Expert Insights Verdict

Proofpoint Essentials Email Security is a strong email security solution that delivers enterprise-grade security to small businesses at a reasonable price point.

It is highly effective at identifying and blocking spam emails and performs checks relatively quickly; it generally takes no more than 15 minutes for Proofpoint to scan, sandbox, and deliver a new or unknown email with an attachment.

The platform’s weaknesses lie in the fact that it lacks contextual awareness around “normal” email communication patterns and doesn’t scan internal emails.

However, Proofpoint’s recent update to Essentials, including email warning banners, BEC Defense URL Defense and one-click message pull, improves the effectiveness of the service when it comes to preventing phishing advanced BEC attacks compared to other email gateways on the market.

Proofpoint Essentials was designed for businesses with up to 500 users, but our technical team found that it can be deployed just as effectively for larger businesses.

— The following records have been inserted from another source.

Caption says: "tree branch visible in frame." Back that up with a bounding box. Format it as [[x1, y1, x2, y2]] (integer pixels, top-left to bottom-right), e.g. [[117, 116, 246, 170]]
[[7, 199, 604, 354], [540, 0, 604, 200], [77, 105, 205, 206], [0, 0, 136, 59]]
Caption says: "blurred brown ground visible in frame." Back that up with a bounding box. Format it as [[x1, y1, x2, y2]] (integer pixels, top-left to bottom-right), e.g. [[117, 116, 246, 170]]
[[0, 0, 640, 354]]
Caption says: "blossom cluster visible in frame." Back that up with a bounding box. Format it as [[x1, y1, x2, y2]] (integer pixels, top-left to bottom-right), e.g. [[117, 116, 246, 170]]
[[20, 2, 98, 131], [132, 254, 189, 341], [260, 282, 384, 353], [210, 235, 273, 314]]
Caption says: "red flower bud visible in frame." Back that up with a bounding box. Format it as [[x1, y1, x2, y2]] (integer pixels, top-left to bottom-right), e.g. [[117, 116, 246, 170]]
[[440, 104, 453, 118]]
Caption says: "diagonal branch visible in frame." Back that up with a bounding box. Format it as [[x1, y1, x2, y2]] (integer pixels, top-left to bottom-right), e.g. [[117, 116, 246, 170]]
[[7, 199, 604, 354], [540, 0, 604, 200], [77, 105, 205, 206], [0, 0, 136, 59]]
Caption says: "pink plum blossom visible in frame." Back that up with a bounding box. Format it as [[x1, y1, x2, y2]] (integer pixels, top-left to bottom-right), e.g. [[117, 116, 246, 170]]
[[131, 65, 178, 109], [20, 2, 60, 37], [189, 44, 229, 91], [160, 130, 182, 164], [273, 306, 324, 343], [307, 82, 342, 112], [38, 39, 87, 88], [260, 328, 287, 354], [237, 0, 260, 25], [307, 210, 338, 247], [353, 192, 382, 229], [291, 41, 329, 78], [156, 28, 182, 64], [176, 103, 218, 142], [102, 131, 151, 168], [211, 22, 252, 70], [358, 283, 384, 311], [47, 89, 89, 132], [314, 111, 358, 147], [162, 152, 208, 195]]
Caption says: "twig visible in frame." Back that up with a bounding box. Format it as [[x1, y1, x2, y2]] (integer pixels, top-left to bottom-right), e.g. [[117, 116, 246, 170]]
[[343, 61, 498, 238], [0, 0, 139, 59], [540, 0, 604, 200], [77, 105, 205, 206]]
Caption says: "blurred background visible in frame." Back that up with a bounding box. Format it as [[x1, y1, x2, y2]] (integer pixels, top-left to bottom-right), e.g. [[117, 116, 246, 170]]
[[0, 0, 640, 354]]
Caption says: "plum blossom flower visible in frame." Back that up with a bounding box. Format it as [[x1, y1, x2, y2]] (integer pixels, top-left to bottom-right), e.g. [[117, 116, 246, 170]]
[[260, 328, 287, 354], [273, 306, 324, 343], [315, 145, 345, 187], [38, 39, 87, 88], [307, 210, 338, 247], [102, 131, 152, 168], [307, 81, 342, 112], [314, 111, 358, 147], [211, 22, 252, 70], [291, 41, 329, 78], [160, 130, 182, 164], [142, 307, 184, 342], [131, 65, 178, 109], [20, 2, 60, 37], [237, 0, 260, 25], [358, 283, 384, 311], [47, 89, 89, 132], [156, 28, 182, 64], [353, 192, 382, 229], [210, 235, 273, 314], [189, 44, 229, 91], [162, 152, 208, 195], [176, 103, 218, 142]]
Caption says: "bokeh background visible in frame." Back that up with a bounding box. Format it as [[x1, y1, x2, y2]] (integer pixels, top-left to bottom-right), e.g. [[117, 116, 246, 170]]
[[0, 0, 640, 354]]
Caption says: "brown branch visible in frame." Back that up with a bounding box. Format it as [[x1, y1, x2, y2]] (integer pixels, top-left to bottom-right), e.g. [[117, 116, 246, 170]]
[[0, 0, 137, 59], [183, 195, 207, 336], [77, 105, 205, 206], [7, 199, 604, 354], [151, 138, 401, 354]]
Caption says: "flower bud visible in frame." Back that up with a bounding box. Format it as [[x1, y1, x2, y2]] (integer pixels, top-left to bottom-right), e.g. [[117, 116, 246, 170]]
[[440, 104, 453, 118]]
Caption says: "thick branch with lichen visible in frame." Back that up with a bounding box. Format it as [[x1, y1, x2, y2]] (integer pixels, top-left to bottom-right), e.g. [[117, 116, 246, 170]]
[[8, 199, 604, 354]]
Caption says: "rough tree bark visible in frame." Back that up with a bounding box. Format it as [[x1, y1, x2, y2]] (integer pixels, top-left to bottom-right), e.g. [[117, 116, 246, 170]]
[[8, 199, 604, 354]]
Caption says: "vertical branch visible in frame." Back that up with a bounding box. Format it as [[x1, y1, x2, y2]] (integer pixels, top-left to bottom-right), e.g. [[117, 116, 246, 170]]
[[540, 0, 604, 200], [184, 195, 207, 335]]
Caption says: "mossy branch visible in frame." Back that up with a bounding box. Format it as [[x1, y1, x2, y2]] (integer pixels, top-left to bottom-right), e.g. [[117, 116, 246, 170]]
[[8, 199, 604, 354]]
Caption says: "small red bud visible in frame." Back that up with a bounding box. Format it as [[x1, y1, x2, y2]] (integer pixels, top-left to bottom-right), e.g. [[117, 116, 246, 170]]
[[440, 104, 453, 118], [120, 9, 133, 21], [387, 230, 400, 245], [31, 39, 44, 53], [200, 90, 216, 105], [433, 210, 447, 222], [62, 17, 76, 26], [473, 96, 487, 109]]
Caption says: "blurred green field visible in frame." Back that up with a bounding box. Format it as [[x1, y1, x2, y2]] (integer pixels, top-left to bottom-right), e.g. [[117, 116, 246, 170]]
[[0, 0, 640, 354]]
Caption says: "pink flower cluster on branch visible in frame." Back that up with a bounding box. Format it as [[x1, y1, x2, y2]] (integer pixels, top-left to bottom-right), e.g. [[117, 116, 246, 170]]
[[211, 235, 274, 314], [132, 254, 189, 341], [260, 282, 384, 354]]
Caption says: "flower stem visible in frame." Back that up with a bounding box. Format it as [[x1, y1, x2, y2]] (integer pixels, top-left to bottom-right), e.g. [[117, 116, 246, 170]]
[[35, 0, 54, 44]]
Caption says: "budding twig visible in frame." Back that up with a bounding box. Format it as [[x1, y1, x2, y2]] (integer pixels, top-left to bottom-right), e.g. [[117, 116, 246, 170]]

However, enterprises using Essentials will be limited by the lack of complexity when it comes to policy configuration. As such, we wouldn’t recommend it to organizations with more than 1,500 users, or those with requirements for group-based policies.

Proofpoint Essentials is easy to deploy—particularly within Outlook and Exchange—and requires very little ongoing maintenance. This makes it an ideal solution for SMBs using Microsoft 365 that are looking to block spam and graymail from their users’ inboxes.

Overall, we recommend that any SMB looking to protect their Microsoft 365 email environment against spam, graymail and Denial of Service attacks consider shortlisting Proofpoint Essentials Email Security.